Cognitive profiles in dementia

Alzheimer disease vs healthy brain aging

D. K. Johnson, PhD, M. Storandt, PhD, J. C. Morris, MD, Z. D. Langford and J. E. Galvin, MD, MPH

From the Alzheimer Disease Research Center (D.K.J., M.S., J.C.M., J.E.G.) and the Departments of Neurology (D.K.J., J.C.M., J.E.G.), Psychology (M.S.), Pathology and Immunology (J.C.M.), Psychiatry (J.E.G.), and Neurobiology (J.E.G.), Washington University, St. Louis, MO; and Department of Psychology (Z.D.L.), University of Kansas, Lawrence.

Address correspondence and reprint requests to Dr. James E. Galvin, Alzheimer Disease Research Center, Washington University School of Medicine, 4488 Forest Park, Suite 130, St. Louis, MO 63108 galvinj{at}neuro.wustl.edu

Objective: To re-examine proposed models of cognitive test performance that concluded separate factor structures were required for people with Alzheimer disease (AD) and older adults without dementia.

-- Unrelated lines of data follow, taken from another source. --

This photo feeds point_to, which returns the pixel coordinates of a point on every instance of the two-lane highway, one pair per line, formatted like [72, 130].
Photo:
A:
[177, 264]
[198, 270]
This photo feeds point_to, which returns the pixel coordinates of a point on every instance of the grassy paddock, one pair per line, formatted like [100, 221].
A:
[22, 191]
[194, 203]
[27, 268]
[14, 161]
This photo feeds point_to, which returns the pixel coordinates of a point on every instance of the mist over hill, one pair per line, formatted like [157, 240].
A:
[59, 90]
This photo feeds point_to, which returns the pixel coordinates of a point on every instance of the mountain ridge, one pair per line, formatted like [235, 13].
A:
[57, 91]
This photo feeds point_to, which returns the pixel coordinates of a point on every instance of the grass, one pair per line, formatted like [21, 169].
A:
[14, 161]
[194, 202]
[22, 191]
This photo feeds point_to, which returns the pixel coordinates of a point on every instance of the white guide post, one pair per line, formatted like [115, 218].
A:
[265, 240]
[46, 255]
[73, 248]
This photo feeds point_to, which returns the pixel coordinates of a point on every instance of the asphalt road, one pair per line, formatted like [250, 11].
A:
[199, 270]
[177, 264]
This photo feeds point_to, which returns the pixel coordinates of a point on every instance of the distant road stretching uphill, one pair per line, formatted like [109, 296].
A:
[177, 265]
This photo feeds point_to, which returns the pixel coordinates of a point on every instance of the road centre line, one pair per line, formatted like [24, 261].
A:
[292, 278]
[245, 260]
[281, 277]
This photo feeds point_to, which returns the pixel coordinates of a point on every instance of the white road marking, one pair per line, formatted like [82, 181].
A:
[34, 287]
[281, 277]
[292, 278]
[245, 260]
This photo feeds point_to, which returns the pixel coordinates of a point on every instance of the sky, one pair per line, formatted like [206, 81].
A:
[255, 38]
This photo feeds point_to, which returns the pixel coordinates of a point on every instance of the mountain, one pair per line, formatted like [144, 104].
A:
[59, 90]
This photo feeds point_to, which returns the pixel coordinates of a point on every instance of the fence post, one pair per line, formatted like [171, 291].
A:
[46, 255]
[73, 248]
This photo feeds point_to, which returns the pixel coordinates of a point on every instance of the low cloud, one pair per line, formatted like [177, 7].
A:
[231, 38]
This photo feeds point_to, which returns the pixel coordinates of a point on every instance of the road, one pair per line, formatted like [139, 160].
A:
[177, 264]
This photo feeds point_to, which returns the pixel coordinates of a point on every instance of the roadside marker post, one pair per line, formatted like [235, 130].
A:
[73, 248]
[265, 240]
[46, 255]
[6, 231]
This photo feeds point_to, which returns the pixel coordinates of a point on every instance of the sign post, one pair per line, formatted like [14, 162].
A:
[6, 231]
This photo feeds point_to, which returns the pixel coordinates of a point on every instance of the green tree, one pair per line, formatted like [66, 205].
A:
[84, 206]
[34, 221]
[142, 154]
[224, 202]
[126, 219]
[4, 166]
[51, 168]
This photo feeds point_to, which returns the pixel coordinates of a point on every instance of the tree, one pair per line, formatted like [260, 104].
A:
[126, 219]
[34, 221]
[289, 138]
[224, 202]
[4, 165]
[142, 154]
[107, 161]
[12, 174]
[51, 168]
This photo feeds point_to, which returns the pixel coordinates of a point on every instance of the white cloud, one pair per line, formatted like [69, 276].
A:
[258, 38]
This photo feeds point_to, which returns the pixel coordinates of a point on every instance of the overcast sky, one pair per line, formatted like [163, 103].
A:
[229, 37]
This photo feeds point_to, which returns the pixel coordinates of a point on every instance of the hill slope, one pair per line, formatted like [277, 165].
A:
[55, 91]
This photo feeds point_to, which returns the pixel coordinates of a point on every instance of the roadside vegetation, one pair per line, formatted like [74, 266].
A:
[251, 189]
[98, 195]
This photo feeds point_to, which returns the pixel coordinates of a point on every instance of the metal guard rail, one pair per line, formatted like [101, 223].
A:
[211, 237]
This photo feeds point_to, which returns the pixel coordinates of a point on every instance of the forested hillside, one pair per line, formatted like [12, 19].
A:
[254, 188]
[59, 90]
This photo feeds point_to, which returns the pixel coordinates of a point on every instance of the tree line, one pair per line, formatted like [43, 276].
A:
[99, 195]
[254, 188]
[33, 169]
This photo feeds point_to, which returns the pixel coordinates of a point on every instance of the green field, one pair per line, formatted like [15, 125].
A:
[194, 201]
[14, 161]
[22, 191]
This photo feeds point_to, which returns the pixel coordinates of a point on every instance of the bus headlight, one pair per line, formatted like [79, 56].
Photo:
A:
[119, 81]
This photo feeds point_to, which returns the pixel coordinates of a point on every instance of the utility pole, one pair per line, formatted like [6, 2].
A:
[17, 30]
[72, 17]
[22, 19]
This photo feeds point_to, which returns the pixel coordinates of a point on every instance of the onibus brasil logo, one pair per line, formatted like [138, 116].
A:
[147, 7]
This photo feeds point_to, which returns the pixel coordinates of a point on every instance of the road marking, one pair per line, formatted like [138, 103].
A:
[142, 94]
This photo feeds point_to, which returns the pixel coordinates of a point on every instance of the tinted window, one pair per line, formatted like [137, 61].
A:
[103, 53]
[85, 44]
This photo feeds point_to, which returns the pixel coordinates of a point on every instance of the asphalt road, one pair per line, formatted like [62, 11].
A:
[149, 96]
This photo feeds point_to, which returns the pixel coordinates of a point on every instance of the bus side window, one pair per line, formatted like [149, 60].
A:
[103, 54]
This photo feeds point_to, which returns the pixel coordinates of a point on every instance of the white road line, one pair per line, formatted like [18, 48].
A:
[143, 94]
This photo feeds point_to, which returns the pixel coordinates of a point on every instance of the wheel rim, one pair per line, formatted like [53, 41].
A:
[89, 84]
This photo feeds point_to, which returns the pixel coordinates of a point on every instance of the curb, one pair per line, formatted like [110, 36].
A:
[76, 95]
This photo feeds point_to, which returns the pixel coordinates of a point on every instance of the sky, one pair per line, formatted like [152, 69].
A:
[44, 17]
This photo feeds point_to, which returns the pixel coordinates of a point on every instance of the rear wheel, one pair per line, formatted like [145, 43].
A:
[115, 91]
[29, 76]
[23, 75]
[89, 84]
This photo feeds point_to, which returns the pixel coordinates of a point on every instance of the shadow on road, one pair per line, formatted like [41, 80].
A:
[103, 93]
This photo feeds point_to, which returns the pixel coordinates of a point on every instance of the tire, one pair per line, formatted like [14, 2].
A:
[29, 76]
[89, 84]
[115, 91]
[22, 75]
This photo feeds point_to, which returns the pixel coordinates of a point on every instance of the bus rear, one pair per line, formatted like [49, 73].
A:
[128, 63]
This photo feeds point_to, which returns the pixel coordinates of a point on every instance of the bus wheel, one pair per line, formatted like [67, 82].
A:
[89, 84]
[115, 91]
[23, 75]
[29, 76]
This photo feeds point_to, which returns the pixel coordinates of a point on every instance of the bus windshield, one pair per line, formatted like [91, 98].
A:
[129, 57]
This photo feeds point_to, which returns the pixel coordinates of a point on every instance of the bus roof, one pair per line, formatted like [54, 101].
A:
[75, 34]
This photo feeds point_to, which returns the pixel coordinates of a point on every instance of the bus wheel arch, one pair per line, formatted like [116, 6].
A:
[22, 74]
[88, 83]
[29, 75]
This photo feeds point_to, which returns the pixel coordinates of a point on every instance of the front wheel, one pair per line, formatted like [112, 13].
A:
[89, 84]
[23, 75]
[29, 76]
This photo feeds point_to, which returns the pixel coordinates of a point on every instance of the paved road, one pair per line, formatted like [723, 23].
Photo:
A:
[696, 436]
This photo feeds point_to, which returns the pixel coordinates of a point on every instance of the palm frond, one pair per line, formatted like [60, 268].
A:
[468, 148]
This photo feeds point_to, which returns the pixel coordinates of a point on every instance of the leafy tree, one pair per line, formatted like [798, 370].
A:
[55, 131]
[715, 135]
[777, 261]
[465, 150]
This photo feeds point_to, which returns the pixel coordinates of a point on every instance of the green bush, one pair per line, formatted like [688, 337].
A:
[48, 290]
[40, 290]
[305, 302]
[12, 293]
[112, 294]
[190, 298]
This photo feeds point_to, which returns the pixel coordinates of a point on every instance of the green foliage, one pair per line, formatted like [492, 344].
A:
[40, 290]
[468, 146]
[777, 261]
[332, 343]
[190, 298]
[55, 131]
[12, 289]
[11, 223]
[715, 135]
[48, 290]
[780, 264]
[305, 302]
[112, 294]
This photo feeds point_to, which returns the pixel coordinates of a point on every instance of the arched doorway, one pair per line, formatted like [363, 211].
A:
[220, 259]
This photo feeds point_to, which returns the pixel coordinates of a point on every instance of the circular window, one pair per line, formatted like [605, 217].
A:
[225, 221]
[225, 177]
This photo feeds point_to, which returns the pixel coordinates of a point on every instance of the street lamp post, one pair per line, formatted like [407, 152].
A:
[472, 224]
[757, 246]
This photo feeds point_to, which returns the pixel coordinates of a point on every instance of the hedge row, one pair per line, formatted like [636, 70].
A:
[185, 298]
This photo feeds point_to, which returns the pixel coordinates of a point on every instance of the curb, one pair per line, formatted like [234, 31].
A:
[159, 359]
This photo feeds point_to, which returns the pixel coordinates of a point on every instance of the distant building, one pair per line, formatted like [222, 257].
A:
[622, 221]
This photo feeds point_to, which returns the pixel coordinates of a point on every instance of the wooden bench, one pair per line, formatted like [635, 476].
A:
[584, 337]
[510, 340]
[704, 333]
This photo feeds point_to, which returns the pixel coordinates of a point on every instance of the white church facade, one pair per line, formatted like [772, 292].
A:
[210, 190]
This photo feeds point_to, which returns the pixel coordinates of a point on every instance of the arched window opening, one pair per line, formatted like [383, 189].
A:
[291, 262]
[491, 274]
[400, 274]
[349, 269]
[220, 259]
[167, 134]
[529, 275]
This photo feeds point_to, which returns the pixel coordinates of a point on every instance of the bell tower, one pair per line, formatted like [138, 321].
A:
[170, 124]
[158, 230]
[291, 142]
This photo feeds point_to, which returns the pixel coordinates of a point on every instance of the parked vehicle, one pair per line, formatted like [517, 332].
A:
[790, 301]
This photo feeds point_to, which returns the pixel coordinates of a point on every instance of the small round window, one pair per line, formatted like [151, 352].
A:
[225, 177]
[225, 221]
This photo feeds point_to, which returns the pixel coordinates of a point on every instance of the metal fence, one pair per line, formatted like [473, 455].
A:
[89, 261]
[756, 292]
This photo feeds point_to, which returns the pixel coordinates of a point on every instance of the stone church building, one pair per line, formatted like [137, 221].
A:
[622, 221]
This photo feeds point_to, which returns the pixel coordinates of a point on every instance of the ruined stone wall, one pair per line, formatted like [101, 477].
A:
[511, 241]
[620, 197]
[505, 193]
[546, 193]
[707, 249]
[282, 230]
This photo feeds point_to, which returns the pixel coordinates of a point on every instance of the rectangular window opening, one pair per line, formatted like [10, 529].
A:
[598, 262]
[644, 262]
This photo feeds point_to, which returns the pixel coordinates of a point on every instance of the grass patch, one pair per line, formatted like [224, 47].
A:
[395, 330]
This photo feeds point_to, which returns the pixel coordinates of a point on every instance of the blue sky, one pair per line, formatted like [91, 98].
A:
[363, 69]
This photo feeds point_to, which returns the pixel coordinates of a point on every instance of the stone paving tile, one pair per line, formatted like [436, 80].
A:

Methods: Five models of cognitive test performance were compared using multistep confirmatory factor analysis in 115 individuals with autopsy-confirmed AD and 191 research participants without clinical dementia from longitudinal studies at the Washington University AD Research Center. The models were then cross-validated using independent samples of 323 people with clinically diagnosed dementia of the Alzheimer type and 212 cognitively healthy older adults.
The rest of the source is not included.